Tuesday, November 16, 2010

Rude teachers...

And I'm the student!

Begin rant:

I am adding my principal's license through a 3 class add-on program at ASU. Basically, the instructor we had in our last semester of the C&I program recruited some of us to join the add-on program (which she coordinates). So we did. And now we're wondering if we were crazy. Let me explain:

1st, I don't dislike the Professor we have this semester as a person. In fact, I got a good first impression of her when the class started. We were all very concerned that the course would require a large amount of work, but it hasn't turned out that way. However, because of what may only be a cultural discrepancy, I find our instructor to be a bit abrasive and sometimes downright rude.

Example: Tuesday evening, we started class at 5pm. At 6:40 we were allowed a 5 minute break (for all the ladies in the class, and the class is ALL female, this means a line in the restroom). Indeed, the line happened. And I stood in it. And waited.

And waited.

And waited.

Then it was my turn. I returned to the class immediately; I did not chit chat (unheard of, I know!) and was working my way to my seat when the instructor actually said to me, out loud in front of the rest of the class, "hurry up and sit down, we have to start class."

Uh, excuse me?

I'm 26 years old. I'm paying to be here, and I can't help that everyone has synchronized their bladders for fear of leaving during class and being called out for doing so. I mean, really, I'm an adult, and the instructor is an adult, and everyone in the class is an adult. Why, then, can't we all just act like adults? I wasn't intentionally being rude or disrespectful. Another example: when we give presentations, she openly criticizes the presenter at the conclusion.

Now, I have lots of education on being an educator (of both 9-12 students and adult learners), and if I know anything it's that we should give feedback that is candid, but discreet. We work on rubrics to show students exactly where they missed the mark; we don't just tell them what's wrong with them in front of everyone else.

And speaking of rubrics...

How, my teacher friends, does someone have a rubric with 4 different levels where the entire point value is 1 point total? When your only response to that question is "well if you make any mistakes you get a zero in that section", that means you aren't paying attention to what you're doing. If your only possible rubric options are 1 point or 0 points, shouldn't you only have 2 blocks on the rubric?

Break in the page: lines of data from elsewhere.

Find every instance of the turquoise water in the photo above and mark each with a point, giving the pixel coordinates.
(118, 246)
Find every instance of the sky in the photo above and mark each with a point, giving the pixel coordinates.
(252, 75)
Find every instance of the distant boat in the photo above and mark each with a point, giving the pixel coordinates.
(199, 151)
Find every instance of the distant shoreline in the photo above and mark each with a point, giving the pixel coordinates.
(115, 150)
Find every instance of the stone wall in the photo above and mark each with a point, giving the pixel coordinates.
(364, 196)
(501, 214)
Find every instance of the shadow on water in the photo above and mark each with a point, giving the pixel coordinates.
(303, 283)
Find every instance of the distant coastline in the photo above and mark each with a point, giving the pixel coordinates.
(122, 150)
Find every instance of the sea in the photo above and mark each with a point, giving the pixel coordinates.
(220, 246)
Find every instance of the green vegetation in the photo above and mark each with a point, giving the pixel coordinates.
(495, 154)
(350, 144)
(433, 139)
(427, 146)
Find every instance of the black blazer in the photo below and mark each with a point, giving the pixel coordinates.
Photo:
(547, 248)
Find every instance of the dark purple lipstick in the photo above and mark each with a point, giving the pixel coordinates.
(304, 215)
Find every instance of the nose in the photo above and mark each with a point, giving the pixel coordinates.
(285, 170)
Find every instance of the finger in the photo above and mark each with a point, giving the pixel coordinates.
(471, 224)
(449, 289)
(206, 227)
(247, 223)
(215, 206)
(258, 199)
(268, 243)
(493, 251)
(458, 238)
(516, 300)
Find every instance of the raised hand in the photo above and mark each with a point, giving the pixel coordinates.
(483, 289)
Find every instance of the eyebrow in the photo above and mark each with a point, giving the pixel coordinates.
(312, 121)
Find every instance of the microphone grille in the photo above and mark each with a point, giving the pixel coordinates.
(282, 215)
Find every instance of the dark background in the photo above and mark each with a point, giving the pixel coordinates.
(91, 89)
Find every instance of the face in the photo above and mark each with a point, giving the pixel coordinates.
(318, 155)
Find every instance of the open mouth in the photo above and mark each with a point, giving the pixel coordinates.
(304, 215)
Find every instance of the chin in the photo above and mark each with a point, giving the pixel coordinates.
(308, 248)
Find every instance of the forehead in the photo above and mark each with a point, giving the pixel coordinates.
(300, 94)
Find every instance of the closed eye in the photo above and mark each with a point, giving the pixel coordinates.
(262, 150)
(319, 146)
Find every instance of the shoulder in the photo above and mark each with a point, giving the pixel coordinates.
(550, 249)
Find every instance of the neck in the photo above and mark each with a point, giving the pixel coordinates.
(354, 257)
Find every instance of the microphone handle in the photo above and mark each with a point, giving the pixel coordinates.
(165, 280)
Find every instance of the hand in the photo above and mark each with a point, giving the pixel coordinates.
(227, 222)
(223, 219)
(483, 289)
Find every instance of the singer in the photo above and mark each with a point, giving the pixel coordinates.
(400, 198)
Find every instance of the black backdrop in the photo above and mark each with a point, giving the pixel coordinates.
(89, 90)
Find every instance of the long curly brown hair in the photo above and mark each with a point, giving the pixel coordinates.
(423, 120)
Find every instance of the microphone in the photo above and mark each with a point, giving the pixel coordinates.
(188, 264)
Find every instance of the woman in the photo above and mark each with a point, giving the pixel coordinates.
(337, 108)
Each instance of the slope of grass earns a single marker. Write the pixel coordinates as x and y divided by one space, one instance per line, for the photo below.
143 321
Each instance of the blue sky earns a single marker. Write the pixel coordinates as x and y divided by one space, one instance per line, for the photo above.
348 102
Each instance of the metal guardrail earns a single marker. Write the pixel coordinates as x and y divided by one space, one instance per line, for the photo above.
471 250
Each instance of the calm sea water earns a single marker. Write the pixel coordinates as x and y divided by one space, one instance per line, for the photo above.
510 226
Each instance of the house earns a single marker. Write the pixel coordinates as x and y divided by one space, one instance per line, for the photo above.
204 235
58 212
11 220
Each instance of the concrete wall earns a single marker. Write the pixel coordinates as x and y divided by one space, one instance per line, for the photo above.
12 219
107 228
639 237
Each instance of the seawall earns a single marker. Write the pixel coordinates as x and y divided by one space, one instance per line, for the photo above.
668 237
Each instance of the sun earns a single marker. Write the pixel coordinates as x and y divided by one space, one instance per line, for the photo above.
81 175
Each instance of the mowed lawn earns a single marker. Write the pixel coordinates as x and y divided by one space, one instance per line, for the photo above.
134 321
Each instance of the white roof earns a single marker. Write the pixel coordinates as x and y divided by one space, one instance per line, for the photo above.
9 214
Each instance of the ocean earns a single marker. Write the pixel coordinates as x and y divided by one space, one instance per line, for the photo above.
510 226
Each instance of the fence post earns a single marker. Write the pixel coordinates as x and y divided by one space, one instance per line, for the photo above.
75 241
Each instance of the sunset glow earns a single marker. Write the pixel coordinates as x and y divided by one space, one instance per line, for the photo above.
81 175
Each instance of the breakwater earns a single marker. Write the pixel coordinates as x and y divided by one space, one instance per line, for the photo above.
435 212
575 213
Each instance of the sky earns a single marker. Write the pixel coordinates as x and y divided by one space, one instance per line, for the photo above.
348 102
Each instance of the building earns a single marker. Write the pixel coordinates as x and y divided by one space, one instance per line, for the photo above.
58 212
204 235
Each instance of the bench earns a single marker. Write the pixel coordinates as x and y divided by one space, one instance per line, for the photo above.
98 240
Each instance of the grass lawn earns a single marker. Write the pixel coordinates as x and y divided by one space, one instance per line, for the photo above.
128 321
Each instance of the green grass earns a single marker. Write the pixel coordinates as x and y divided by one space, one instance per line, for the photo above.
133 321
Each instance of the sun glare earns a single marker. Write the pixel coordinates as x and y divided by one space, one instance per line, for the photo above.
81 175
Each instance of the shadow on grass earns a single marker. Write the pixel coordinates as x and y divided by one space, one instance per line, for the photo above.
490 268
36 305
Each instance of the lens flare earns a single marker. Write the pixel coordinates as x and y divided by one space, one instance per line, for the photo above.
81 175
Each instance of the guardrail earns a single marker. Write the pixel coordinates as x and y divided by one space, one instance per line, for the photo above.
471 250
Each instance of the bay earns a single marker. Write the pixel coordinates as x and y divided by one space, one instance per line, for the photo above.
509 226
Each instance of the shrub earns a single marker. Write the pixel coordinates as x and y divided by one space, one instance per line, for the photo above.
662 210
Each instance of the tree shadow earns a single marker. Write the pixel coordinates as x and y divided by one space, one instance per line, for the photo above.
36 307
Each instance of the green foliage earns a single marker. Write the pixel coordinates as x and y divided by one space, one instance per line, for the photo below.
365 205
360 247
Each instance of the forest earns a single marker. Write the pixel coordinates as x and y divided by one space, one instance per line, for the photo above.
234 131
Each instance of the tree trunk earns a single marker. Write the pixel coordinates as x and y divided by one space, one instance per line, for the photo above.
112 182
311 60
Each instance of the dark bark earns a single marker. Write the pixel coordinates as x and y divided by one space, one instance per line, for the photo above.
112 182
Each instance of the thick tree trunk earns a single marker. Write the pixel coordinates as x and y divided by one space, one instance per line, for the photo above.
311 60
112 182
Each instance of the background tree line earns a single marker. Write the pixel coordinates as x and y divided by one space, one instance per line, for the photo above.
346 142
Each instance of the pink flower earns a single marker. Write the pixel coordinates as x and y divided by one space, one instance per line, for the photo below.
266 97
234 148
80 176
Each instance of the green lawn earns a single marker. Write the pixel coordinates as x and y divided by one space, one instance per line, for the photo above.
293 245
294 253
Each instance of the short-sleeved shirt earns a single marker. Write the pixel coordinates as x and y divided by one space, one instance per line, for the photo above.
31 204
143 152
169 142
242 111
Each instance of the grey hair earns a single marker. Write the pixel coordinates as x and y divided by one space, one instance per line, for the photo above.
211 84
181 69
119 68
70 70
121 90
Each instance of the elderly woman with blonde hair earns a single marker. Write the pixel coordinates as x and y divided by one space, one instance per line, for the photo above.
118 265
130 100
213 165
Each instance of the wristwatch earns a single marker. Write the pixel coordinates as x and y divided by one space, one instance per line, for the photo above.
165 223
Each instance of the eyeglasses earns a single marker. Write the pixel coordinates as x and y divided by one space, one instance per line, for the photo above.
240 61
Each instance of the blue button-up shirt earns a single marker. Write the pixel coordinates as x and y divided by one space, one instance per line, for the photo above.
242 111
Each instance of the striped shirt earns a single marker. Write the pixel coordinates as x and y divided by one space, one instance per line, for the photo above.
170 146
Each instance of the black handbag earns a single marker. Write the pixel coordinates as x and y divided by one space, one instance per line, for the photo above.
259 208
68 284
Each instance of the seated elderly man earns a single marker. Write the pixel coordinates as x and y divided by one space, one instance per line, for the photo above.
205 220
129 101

It's bad planning. It's bad education theory. It's bad teaching.

Period.

End rant.


1 comment:

Wes said...

I would suggest, perhaps, speaking with her in an after class situation. Let her know that she needs to make accommodations to her teaching methodologies. If a student cannot feel comfortable in a learning environment, then the student will not learn. It seems your professor may be a bit out of touch with the reality in regards to her students. I feel that she must look as you as peers, otherwise you can easily become jaded because of her brash and abrasive behavior.

Again, I would talk to her after class and address your concerns or....punch her in the ovaries.